I have just published a short story which is extracted from the Dhammapada Commentary to verse 290. The commentarial story tells how Vesālī, the capital of the Vajjian country, at one point suffered from famine, ghosts and disease. After trying other teachers who were unable to solve the crisis, they decided to request the Buddha to help. The Buddha, who was residing at Rājagaha, knowing that by reciting the Ratanasuttaṁ all problems will be resolved, agreed.

Bimbisāra, the King of Magadhā, on the southern side of the Ganges, and the Licchavī princes of the Vajjīs on the northern side, clear the road for him and establish a great festival, which Sakka, the King of the Gods, also joins.

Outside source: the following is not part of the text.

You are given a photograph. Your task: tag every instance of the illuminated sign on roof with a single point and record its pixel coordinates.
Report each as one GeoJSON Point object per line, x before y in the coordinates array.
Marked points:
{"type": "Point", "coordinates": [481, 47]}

The Buddha instructs his faithful disciple Ānanda in the discourse, and he recites it while walking round the city. Not only are the inhabitants saved, but thousands attain Path and Fruit. After these successes the monks gather and talk about the parade from Rājagaha to Vesālī, and the Buddha explains how such a magnificent festival came about as a result of a previous deed he had performed, and relates a previous life-story.

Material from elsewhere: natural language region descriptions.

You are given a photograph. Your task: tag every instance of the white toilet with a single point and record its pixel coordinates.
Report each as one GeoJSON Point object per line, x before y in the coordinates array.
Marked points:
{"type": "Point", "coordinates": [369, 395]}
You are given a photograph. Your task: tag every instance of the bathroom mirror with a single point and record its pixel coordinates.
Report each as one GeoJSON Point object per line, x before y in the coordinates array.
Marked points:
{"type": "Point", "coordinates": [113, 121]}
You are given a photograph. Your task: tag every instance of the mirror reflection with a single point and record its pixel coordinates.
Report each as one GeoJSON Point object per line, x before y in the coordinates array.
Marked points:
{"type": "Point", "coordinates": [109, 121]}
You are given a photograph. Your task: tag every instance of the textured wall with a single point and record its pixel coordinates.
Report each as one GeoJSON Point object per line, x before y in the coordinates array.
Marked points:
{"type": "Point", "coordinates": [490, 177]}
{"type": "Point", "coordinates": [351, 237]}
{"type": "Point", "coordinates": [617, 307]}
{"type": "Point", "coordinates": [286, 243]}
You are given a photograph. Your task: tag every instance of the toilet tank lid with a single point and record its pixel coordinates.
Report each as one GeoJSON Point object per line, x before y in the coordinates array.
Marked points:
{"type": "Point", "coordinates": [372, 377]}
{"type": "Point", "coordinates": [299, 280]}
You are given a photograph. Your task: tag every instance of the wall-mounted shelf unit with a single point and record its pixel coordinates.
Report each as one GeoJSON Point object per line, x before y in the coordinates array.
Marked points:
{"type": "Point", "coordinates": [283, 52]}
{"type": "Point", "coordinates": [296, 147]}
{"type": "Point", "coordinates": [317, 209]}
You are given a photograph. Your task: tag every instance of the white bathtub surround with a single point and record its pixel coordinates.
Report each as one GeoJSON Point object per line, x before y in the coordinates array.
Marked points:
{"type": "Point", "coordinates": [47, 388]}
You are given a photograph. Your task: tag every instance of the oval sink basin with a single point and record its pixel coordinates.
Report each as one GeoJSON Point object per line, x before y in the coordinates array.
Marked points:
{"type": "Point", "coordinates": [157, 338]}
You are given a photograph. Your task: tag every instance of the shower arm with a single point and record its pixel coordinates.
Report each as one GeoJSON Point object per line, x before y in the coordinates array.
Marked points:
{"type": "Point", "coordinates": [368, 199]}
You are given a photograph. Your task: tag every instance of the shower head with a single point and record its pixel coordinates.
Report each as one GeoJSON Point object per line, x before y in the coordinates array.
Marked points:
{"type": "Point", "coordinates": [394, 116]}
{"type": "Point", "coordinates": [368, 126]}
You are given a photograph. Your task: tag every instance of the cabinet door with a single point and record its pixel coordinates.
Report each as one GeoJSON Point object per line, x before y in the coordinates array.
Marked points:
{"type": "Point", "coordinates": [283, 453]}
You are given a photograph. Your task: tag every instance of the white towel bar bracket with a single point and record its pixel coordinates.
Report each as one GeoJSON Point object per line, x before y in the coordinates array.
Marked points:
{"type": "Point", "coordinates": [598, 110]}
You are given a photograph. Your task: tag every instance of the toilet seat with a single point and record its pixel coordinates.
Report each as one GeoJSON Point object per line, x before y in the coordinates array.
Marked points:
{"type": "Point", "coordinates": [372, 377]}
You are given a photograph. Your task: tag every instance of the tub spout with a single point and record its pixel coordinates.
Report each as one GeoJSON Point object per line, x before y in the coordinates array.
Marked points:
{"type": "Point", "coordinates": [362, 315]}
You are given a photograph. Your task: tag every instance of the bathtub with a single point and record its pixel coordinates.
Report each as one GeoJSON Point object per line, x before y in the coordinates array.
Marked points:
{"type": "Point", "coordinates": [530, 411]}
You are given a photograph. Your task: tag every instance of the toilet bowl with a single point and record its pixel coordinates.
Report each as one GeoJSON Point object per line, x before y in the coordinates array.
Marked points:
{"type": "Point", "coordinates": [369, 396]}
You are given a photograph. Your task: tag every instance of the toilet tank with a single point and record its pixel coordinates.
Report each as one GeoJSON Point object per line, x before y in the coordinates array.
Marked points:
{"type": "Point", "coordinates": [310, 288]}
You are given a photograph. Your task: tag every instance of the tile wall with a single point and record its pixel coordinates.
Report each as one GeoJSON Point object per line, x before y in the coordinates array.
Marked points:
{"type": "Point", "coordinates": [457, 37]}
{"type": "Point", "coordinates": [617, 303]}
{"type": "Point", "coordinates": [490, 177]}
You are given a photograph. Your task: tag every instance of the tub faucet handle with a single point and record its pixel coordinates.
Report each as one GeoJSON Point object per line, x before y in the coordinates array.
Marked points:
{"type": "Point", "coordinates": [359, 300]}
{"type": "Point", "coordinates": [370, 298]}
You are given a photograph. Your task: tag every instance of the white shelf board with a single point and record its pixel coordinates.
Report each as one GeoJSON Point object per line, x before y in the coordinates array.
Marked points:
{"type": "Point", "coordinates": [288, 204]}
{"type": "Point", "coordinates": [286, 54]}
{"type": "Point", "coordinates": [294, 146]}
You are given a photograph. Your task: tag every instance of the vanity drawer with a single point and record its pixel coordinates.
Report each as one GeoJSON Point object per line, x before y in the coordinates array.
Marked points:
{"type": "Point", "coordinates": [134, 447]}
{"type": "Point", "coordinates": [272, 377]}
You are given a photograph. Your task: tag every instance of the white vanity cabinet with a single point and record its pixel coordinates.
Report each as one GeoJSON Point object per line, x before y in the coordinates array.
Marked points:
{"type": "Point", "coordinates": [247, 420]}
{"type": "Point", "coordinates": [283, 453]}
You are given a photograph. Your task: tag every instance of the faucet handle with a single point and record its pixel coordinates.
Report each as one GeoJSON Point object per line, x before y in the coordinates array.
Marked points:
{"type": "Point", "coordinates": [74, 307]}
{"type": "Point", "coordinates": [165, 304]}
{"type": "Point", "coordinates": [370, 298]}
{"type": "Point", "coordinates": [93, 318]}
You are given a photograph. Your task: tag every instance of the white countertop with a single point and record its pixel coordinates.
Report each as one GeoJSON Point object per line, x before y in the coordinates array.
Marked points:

The main interest in the story is that it shows Paccekabuddhas teaching, and even to the point where their pupil attains Awakening, which goes against the oft-heard statement that Paccekabuddhas do not teach. The situation, however, is that they do not set up a Dispensation (Sāsana), which is something very different.

The story is retold in the Khuddhapāṭha Commentary, with much elaboration and some variations; and also compare Mahāvastu 1. pp. 267-270 where the setting is the same, but a somewhat different story is told: there the pupil becomes a Buddha, and his (unnamed) Father erects parasols over him, the outcome of which is glory in many future lives, and eventually he becomes the Buddha having the parasols raised up to Heaven at Vaiśālī.

There are two version and five formats (htm, pdf, epub, mobi and mp3). The Text and Translation gives the Pāḷi and the English line-by-line; while the English version has only the translation. There is also a reading of the latter.